Since the anti-incumbent groundswell produced a near-record turnover in last year's elections, lawmakers have become more sensitive to charges that moneyed interests have excessive influence on Capitol Hill. But despite progress toward fuller lobbying disclosure and tighter controls on gifts, Congress has yet to enact tougher campaign finance legislation.
Campaign finance rules have not changed much since the early 1970s when Congress passed the Federal Election Campaign Act. The landmark act requires candidates to disclose campaign contributions and expenditures and limits individual contributions to $1,000; it also put in place a public financing system for presidential elections.
In many ways the law worked as intended. But in 1976 the Supreme Court struck down provisions that limited a candidate's personal expenditures and capped campaign spending. After that, creative fund-raising techniques ensured that money would continue to play a major role in electoral politics. Today, millions flow to candidates through political action committees, through the bundling of small contributions into large ones and through so-called "soft money," given to a national political party and passed on to its candidates.
To help restore faith in the system, Sens. Russell D. Feingold (D-Wis.), John McCain (R-Ariz.) and Fred Thompson (R-Tenn.) have introduced legislation that picks up the ball on campaign finance reform. SB 1219 would reward candidates who abided by voluntary spending limits in primaries and general elections with discounted TV and radio broadcast time. A limit would be based on the size of a candidate's state.
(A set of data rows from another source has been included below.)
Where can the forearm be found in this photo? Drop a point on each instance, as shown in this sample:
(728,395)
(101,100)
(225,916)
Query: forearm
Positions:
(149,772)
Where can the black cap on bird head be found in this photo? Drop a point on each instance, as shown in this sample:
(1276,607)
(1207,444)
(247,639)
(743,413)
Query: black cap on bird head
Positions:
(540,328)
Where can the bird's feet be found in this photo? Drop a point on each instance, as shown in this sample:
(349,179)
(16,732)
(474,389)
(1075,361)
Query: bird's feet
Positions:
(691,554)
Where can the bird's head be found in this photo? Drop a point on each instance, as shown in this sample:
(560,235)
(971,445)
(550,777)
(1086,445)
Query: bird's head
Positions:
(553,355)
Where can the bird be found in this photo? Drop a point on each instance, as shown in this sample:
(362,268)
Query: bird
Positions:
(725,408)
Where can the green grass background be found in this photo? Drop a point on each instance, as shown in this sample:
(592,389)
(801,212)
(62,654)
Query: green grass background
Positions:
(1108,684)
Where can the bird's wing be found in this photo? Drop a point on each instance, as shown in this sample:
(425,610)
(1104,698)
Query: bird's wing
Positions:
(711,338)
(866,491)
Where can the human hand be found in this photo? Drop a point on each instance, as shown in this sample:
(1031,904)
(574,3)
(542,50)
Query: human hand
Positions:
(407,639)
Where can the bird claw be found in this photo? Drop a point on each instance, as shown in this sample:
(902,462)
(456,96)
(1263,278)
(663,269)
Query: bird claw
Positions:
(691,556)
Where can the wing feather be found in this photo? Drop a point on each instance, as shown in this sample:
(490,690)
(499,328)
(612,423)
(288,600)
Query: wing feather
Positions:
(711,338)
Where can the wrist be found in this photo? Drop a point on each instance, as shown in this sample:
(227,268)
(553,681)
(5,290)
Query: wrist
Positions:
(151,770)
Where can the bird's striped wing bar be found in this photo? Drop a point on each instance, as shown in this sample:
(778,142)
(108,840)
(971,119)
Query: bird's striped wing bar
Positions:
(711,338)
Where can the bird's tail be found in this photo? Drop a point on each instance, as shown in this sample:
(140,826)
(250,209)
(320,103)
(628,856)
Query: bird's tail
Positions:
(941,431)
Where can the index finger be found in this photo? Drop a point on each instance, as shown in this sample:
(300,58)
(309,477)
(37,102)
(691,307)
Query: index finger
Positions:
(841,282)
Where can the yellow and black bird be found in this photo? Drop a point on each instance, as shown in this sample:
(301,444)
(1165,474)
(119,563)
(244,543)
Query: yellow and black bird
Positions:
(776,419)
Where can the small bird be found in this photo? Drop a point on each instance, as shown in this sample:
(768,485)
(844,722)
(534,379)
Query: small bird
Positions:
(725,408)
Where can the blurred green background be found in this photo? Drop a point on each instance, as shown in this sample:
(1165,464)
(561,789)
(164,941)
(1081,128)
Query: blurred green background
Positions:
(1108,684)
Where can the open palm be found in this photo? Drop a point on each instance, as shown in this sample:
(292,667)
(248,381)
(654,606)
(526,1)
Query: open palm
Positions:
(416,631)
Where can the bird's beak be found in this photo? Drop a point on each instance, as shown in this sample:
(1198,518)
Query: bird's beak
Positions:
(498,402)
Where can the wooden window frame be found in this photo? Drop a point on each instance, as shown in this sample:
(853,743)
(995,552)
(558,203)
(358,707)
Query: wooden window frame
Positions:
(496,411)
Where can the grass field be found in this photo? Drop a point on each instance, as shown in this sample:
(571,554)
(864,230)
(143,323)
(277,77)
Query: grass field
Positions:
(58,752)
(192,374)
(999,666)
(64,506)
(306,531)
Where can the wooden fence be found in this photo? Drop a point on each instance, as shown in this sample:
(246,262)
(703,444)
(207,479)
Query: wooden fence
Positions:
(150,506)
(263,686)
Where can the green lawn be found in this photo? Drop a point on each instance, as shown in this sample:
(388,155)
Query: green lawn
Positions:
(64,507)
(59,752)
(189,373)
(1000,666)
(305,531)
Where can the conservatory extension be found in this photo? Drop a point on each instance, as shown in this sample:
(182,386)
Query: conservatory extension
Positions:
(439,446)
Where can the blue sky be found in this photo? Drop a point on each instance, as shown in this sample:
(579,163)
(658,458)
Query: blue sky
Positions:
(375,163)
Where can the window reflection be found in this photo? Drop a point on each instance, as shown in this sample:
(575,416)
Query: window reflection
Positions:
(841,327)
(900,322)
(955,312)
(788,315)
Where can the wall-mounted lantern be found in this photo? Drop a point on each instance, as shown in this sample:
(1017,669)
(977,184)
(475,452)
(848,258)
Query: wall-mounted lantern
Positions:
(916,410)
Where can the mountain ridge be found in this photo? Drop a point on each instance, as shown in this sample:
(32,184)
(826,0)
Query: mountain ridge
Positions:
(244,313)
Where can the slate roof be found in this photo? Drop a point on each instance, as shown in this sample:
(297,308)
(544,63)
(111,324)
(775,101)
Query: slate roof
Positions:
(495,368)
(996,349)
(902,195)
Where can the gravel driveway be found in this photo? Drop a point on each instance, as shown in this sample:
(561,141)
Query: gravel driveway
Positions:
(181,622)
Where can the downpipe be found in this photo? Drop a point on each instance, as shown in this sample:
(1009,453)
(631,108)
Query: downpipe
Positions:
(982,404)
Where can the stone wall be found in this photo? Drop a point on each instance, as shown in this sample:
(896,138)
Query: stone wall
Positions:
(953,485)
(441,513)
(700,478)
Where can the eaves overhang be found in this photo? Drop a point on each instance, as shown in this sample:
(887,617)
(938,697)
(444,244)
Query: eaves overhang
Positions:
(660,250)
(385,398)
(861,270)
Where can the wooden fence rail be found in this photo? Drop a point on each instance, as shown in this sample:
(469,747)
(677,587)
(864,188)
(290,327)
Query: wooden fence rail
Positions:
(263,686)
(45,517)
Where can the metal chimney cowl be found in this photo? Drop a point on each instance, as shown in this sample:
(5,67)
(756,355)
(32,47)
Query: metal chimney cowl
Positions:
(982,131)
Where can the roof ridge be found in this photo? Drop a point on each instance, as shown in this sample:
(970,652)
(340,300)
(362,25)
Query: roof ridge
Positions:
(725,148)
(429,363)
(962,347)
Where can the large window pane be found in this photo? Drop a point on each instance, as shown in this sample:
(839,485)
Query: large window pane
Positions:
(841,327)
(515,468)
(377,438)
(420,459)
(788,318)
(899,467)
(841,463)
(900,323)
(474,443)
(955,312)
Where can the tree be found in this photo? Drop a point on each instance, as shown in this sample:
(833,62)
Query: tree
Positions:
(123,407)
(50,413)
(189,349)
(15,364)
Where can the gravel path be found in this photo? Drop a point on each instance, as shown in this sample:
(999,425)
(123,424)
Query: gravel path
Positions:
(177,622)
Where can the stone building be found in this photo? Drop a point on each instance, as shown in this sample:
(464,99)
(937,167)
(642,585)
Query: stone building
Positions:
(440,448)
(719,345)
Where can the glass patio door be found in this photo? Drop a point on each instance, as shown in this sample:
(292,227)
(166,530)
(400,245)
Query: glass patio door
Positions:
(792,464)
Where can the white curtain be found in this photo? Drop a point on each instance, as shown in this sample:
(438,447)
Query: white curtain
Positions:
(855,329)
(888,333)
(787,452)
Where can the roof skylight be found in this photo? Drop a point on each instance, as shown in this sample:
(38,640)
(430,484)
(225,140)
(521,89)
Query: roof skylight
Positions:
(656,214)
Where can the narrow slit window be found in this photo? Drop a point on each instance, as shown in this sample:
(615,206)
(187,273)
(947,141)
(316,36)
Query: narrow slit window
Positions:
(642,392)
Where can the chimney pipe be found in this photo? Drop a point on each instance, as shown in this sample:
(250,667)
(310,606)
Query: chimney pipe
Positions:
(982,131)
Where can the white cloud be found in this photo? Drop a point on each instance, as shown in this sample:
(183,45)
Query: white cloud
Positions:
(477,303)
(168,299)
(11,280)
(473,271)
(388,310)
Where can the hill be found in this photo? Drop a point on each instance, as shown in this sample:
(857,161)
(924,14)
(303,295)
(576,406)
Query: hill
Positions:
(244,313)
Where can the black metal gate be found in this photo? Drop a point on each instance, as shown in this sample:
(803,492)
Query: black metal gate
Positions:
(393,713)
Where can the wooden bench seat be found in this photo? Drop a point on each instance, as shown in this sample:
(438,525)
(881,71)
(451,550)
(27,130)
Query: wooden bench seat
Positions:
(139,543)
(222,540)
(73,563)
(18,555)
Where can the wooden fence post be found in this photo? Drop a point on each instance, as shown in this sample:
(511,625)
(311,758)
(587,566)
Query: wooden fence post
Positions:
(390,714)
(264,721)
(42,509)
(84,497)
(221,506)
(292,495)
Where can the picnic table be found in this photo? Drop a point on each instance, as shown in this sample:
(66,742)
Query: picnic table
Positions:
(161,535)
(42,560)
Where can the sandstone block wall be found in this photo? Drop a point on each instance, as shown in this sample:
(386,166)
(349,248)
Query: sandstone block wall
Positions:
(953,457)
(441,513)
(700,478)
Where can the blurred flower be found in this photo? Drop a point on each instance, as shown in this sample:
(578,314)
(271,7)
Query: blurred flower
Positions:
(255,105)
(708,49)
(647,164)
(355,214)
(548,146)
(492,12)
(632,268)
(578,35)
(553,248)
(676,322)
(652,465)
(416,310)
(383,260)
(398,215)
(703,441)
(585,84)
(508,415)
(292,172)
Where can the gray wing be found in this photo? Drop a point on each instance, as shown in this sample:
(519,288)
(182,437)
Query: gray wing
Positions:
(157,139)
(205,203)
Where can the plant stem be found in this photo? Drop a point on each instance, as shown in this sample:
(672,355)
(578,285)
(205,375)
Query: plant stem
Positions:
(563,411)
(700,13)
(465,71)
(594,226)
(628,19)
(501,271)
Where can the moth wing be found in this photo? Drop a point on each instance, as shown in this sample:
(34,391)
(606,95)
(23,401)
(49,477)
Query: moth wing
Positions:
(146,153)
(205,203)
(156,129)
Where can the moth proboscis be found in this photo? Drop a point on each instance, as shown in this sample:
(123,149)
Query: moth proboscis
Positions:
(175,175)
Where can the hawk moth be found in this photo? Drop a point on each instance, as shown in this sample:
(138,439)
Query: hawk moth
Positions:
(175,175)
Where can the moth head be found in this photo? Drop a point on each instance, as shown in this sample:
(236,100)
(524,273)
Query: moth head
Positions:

The bipartisan bill also seeks to end the soft-money system by forcing national parties to raise funds in strict compliance with federal laws, and it forbids bundling and outlaws PACs. If a total ban on PACs was found to be unconstitutional, SB 1219 would reduce PAC contributions from $5,000 to $1,000 per election and limit the amount a PAC could give to a candidate to no more than 20% of the state spending limit.
Now the question is: Will Congress back SB 1219 or will more turnover on Capitol Hill be needed before it gets the message?